The Farm Credit System has been helping farmers in rural and agricultural communities for 100 years. Starting with 12 federal land banks a century ago, the borrower-owned system now has nearly half a million member-borrowers nationwide and provides more than $200 billion in loans and leases to farmers, homeowners, agribusinesses and others who live and work in rural parts of the U.S.

“The agricultural lending cooperative was federally chartered in 1916 to help farmers get access to credit markets,” said John Barnard, president of the Mississippi Division of First South Farm Credit, part of the national network of cooperatives.

Barnard said First South is a Farm Credit lending cooperative and its board of directors, managers and employees have expertise and experience in agriculture.

Also, they are owned by the members who elect member to serve on the board of directors.

“It operates very similar to other co-ops,” he said.

First South has more than 6,300 members with outstanding loans totaling more than $1.7 billion through its network of 42 branch offices in Mississippi, Alabama and Louisiana.

Some farm credit cooperatives including First South offer annual dividends in the form of patronage to eligible member-borrowers based on the association’s earnings and financial performance.

In March, Ridgeland-based First South announced that it will distribute $12.5 million in patronage refund checks in April.

“The amount they receive is based on their level of participation in the cooperative,” said Barnard. “The larger the loan, the bigger the patronage refund.”

Roger Chappell, CEO of First South, said in announcing the refund, “When we distribute our profits to our borrowers, it reduces their effective cost of borrowing,” Chappell stated, “and it proves there are distinct financial benefits in doing business on a cooperative basis.

We offer a competitive interest rate up front, then return a portion of our profits back to our membership through the patronage program.”

The board of directors determines the total patronage amount based on profits and capital needs of the association.

Barnard said the patronage refund is “a huge incentive” to those eligible to join the cooperative.

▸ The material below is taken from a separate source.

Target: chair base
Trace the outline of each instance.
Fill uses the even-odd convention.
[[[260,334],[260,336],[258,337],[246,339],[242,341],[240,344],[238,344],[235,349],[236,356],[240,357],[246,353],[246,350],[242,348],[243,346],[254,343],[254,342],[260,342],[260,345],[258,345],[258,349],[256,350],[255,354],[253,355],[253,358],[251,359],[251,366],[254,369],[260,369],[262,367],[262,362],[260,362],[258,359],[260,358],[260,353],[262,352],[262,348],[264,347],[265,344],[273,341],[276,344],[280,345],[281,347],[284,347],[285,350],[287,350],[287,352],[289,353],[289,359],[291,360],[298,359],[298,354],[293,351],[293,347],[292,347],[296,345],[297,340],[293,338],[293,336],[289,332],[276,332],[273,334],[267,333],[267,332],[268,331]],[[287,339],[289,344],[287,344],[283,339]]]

This year’s refund gives eligible members approximately a 12 percent reduction in the interest they pay.

It also attests to the sound operation of the cooperative. “This is the 21st consecutive year we have paid the patronage refund,” said Barnard. During that time, First South’s total patronage paid to member-borrowers is more than $299 million.

Gaston Lanaux, chairman of the First South Board of Directors, said in a statement announcing the refunds: “First South’s 2015 earnings represented another year of strong business performance.  As a cooperative, we are proud to continue our tradition of having our member-borrowers share in our success and profits.”

Barnard said as the national organization celebrates its 100th year milestone in 2016 it also is promoting its initiative to “continue to look at avenues to finance non-traditional farms,” he said, as well as providing loans to more young, beginning and small farmers.